Appoggia le mani dietro la testa, stendi comodamente sul letto. In generale, prendi la posa di un uomo che si sdraia sull'erba a sognare. Puoi anche visualizzarlo nella tua mente: mentre getti sull'erba, una brezza serale ti soffia attraverso. Il sole tramonta e il crepuscolo entra nel paesaggio circostante. Tutta la natura è immersa nel sonno. E non importa che sia solo nella tua immaginazione: il cervello reagisce in modo uguale a stimoli "reali" e "immaginari".

Non hai fretta, stai riposando e goditi il ​​tuo riposo mentre ne hai l'opportunità. Se il sogno arriva - beh, non viene - anche bene! Sogna qualcosa: delle tue prossime vacanze o ricorda come ti sei riposato in posti belli e interessanti di recente ...

In effetti, dove correre? Anche se non ti addormenti, hai comunque un buon riposo! Il tuo corpo è rilassato, riposa in posizione orizzontale, gli organi sensoriali della percezione, degli occhi e delle orecchie, ricevono molte meno informazioni di quanta ne faccia durante il giorno! Non aspettare il futuro quando il corpo si immerge in un sonno profondo! Stai già riposando e ripristinando il tuo corpo qui e ora.

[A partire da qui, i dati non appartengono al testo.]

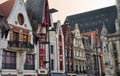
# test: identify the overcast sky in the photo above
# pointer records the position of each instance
(70, 7)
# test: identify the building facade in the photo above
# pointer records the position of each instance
(79, 52)
(17, 53)
(40, 20)
(69, 53)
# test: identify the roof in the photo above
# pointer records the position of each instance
(37, 8)
(91, 20)
(6, 8)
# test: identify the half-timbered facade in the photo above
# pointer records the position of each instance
(18, 58)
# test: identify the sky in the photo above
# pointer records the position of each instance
(70, 7)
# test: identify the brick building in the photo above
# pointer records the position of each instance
(68, 48)
(17, 53)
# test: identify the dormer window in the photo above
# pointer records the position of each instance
(20, 19)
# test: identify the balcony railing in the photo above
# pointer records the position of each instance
(21, 46)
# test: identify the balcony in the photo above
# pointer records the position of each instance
(20, 46)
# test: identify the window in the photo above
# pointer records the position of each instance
(20, 19)
(0, 33)
(61, 65)
(15, 36)
(60, 50)
(52, 64)
(60, 38)
(52, 50)
(29, 63)
(66, 52)
(8, 60)
(25, 38)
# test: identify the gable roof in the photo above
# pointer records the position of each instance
(37, 8)
(6, 8)
(91, 20)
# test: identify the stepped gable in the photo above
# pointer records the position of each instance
(37, 9)
(91, 20)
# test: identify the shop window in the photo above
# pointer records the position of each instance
(29, 63)
(8, 60)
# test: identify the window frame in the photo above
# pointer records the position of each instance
(8, 64)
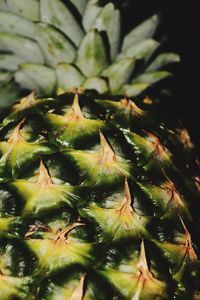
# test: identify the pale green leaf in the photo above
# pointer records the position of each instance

Pertanto, non inseguire i cavalli, lasciare che il tuo corpo si rilassi, cercare di essere soddisfatto di ciò che esiste nel momento dato del tempo invece di aspettare con ansia il sonno. Sei nella tua casa accogliente nel tuo letto accogliente, hai bisogno di qualcos'altro?

L'essenza di questo metodo non è affatto di venire a patti con la sua insonnia. No, non importa quanto possa apparire paradossale, il suo obiettivo è addormentarsi. Ma questo obiettivo è raggiunto non attraverso lo sforzo, ma attraverso il "non-fare", l'assenza di qualsiasi movimento della volontà, attraverso l'essere nel momento qui e ora, concentrandosi su questo momento! Smetti di essere ansioso di aspettare che ti addormenti, ti accontenti di ciò che hai, e attraverso questo ottieni il rilassamento.

Sognate, impegnatevi nella visualizzazione e non noterete come vi addormentate.

Un altro senso di questa pratica è che, rilassando, si migliora la qualità del sonno! I medici hanno dimostrato che una minore quantità di sonno riposante e profondo è molto meglio per il riposo e la salute di un tempo di sonno più intenso e poco profondo. Se ti addormenti in tensione e irritazione, non dormire nemmeno per 8 ore! Pertanto, cerca di addormentarti in uno stato d'animo benedetto.

Metodo 2 - Utilizzare il potenziale della privazione del sonno

La gente ha molta paura che il giorno dopo sia assonnato, ma a volte invano! La privazione del sonno può avere il suo uso. Non senza ragione, la cosiddetta "privazione del sonno controllata" (privazione del sonno cosciente) viene utilizzata come trattamento per la depressione. Questa pratica è anche usata per aumentare la creatività e cambiare la coscienza.

Alcuni rituali religiosi implicano veglie notturne (All-Night Veglia nell'Ortodossia, Maha Shivaratri, così come spettacoli notturni del teatro rituale Kathakali nell'induismo). Probabilmente, queste pratiche sono finalizzate al rinnovamento spirituale di una persona, ottenendo una nuova esperienza, che deriva dalla mancanza di sonno.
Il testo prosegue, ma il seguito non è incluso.